A Mulher branca possui uma participação considerável nos escritos literários, principalmente no que diz respeito ao período romântico de nossa literatura. Seu estereótipo de beleza predominou por muito tempo na literatura brasileira, mas, esse espaço ocupado por ela fora negado à mulher negra e, consequentemente à “mulata” (sic), visto que para tal era reservada a subalternidade.
Ao analisarmos os construtos literários, é possível identificarmos que a figura da mulher negra aparece atrelada à senzala, ou, no mais, à cozinha dos senhores de escravos. Essa limitação permanece por todo o Romantismo, porém, no Realismo/Naturalismo, surge como figura ilustrativa característica dessa relação de subserviência e subalternidade entre a mulher negra e os seus senhores a mulata, com seus dotes exuberantes quase caricaturais. Nesse sentido, a negritude cede lugar à mestiçagem, atribuindo à mulata um lugar de “destaque” nos registros literários.

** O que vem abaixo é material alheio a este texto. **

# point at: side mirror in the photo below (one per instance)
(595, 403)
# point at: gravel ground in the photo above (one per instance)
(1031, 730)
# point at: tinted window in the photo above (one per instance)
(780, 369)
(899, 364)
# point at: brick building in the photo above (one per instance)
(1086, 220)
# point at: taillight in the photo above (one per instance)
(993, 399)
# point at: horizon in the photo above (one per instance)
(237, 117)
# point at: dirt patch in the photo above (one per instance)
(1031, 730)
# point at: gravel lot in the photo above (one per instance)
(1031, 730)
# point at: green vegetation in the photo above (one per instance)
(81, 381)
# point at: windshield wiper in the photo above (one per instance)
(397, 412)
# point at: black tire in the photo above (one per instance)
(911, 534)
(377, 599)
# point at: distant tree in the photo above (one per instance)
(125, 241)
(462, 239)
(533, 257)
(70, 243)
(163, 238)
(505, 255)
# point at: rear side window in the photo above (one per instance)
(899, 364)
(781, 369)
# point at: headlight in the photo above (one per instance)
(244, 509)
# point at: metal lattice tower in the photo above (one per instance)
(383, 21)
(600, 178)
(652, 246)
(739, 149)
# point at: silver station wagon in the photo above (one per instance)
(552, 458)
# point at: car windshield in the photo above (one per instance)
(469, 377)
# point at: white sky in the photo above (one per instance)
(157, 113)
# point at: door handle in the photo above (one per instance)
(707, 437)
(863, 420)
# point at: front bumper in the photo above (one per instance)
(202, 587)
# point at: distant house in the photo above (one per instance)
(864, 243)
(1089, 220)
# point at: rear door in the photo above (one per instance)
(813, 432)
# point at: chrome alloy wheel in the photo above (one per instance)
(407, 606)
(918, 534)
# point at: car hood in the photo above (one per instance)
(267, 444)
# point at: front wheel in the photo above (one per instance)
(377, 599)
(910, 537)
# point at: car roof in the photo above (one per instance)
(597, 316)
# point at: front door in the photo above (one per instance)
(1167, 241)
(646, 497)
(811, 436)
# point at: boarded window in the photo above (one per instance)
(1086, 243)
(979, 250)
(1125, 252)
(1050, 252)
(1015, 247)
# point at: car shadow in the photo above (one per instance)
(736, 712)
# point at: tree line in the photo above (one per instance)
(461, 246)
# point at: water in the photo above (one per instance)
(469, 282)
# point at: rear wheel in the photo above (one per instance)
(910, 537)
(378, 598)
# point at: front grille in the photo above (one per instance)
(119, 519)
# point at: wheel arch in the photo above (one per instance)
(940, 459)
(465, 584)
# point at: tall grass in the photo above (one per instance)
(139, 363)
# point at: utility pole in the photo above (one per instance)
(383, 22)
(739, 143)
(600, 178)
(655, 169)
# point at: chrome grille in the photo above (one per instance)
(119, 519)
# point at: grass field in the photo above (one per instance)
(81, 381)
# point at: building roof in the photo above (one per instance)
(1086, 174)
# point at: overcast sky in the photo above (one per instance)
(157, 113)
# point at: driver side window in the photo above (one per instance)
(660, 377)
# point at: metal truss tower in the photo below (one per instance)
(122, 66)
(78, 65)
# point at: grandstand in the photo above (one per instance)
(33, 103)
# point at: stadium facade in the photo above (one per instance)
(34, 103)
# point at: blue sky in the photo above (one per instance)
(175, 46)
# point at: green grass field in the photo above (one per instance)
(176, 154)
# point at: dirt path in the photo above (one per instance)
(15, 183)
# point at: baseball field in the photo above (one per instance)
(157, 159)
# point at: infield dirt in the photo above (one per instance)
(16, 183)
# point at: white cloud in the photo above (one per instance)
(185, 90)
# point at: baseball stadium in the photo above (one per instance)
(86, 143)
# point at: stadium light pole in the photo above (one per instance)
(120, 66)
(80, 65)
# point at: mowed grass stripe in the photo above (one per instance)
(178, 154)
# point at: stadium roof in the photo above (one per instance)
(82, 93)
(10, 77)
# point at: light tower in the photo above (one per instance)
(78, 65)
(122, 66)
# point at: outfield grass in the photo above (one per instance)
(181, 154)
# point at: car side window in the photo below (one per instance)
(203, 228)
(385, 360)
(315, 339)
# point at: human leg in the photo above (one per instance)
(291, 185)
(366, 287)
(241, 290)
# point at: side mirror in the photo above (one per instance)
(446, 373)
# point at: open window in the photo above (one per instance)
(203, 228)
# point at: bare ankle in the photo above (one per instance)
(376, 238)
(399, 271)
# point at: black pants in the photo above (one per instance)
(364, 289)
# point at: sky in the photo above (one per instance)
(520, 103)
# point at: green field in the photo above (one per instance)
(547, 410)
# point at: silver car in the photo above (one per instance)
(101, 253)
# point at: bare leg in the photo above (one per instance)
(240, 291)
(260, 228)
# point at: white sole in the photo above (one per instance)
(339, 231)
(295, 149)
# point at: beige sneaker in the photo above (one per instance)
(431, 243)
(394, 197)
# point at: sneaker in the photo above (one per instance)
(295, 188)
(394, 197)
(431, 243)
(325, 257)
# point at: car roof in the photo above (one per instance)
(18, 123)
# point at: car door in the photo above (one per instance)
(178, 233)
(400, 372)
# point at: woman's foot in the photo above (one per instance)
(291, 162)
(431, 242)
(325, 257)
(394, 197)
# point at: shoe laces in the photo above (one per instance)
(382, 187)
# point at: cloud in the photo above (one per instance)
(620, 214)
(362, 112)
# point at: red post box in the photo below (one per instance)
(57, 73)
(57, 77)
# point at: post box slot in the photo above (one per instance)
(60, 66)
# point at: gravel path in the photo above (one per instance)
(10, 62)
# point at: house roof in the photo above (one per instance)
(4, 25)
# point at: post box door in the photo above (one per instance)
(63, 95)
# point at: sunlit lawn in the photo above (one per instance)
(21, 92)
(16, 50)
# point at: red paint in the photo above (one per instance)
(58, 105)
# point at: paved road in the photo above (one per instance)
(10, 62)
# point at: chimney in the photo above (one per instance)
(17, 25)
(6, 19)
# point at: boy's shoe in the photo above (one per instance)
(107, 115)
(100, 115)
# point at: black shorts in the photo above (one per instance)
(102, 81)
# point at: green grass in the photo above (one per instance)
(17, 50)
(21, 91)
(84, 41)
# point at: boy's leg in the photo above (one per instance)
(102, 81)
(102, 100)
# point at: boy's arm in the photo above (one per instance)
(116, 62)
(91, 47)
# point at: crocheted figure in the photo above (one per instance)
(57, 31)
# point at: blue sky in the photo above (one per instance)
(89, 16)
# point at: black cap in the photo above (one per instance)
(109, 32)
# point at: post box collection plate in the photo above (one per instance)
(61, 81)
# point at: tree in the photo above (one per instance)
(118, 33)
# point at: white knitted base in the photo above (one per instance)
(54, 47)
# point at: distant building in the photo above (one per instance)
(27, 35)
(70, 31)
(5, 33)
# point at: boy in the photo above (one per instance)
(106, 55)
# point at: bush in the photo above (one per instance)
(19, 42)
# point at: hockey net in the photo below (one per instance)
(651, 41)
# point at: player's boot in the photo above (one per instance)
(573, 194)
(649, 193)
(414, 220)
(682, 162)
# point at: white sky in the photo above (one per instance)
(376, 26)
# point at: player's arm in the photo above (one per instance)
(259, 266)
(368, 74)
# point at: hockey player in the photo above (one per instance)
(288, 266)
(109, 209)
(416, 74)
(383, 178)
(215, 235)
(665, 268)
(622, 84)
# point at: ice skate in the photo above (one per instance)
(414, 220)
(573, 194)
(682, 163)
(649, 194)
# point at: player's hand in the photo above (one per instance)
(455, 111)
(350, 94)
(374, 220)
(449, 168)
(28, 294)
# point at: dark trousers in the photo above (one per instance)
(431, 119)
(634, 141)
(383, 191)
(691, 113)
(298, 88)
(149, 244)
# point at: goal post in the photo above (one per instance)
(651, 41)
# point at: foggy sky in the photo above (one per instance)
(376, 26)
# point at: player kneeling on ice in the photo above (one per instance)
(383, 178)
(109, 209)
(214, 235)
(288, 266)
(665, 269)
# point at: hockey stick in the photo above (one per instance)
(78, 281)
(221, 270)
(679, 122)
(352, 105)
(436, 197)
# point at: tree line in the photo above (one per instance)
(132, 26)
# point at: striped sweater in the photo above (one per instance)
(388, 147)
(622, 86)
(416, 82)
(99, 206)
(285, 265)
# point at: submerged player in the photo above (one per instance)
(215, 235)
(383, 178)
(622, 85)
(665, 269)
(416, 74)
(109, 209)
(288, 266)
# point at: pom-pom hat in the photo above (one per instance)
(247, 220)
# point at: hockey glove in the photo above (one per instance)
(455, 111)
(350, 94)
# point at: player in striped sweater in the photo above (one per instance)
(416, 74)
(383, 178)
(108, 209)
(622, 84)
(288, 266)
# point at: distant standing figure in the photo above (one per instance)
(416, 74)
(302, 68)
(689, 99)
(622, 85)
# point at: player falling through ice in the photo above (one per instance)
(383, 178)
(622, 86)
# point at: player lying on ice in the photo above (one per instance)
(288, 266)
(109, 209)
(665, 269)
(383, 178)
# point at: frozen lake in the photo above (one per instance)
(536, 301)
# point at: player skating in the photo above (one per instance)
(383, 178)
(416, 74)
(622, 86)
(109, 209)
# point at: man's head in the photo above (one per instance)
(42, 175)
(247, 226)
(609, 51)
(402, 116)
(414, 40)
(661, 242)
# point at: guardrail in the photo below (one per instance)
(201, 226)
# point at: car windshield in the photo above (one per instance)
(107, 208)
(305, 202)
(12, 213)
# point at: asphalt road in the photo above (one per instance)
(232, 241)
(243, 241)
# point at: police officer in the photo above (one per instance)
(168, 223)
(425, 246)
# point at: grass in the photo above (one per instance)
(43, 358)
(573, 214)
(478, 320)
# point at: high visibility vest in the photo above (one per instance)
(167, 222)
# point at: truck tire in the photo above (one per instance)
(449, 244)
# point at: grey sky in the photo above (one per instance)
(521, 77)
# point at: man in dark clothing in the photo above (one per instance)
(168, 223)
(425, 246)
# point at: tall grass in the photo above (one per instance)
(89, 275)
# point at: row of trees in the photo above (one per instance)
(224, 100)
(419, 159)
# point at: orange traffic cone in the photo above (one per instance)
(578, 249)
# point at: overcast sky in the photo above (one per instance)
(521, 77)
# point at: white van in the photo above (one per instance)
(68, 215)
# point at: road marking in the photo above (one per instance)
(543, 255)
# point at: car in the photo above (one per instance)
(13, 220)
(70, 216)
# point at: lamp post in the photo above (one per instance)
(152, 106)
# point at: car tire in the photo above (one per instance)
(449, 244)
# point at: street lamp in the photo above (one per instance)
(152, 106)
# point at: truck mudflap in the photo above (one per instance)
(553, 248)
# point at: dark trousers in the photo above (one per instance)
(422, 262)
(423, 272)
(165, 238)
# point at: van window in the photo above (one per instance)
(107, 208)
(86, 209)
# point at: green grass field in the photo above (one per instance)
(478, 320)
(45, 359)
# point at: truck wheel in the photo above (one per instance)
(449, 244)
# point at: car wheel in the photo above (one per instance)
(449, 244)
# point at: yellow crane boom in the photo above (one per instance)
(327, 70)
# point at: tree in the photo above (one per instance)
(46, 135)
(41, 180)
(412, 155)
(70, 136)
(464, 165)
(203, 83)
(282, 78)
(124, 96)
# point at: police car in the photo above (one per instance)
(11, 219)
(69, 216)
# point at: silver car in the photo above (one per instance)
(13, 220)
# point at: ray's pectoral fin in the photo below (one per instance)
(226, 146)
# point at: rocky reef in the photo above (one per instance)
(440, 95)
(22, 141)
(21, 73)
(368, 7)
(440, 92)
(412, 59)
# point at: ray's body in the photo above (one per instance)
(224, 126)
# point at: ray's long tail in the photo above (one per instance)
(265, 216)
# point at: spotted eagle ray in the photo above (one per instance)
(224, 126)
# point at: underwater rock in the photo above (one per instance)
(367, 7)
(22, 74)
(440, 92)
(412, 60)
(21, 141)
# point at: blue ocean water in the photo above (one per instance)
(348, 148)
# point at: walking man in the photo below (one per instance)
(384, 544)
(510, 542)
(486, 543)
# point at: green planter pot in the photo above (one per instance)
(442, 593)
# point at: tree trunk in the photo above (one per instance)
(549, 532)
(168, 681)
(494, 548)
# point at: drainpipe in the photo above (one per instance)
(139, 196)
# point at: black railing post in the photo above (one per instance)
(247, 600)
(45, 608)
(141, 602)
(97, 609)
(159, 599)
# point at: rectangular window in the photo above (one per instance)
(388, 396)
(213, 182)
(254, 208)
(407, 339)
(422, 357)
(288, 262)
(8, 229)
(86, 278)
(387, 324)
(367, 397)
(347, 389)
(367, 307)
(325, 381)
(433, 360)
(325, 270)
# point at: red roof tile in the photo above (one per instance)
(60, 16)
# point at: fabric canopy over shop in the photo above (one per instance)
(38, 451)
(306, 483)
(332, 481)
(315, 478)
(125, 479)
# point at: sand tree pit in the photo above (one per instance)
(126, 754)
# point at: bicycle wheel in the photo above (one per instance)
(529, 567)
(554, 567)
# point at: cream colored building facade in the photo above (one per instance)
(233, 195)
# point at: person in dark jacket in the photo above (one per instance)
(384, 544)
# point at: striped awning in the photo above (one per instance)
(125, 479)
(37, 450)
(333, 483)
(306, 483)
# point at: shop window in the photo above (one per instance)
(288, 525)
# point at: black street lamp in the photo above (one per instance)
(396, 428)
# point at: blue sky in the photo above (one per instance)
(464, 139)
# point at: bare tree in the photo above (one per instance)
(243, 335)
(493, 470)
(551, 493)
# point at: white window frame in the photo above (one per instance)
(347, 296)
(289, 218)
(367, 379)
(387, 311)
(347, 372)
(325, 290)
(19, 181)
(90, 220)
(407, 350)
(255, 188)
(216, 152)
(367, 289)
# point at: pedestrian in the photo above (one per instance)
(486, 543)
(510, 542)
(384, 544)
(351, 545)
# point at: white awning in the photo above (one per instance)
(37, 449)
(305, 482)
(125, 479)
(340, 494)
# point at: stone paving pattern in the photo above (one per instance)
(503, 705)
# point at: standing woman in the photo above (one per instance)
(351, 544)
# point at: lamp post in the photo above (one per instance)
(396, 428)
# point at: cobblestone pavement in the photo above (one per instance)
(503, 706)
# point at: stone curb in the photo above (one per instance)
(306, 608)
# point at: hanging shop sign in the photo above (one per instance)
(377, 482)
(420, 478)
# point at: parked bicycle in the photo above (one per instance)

Por um lado, vista como exótica, bonita, atraente e atrativa, dotada das artimanhas culinárias (Gabriela, cravo e canela); por outro, como libertina, amoral e imoral (Rita baiana), como aquela que é apenas dotada de atributos físicos, atrativos aos instintos sexuais; e seu corpo, espaço de prazer. Assim, raça e cor misturam-se e ela torna-se um elemento atrativo capaz de aguçar os instintos humanos. É nesse molde que tal negrofagia sensorial vai delineando a sua história (da “mulata”) enraizada à identidade nacional.
Gilberto Freyre muito chamou a atenção tanto para o papel sexual desempenhado por essas mulheres, quanto para sua condição ao reproduzir o ditado popular Branca para casar, mulata para foder e negra para trabalhar. No centro destas representações, a figura da mulata é triplamente subalterna: por ser mulher, pela sua condição social e por sua cor; porém um elemento desejável para o olhar hegemônico. Portanto, no sistema de dominação masculina, para os senhores, possuir sexualmente seria reafirmar sua condição de superioridade e, para a mulher negra, a submissão, incapacidade e impotência.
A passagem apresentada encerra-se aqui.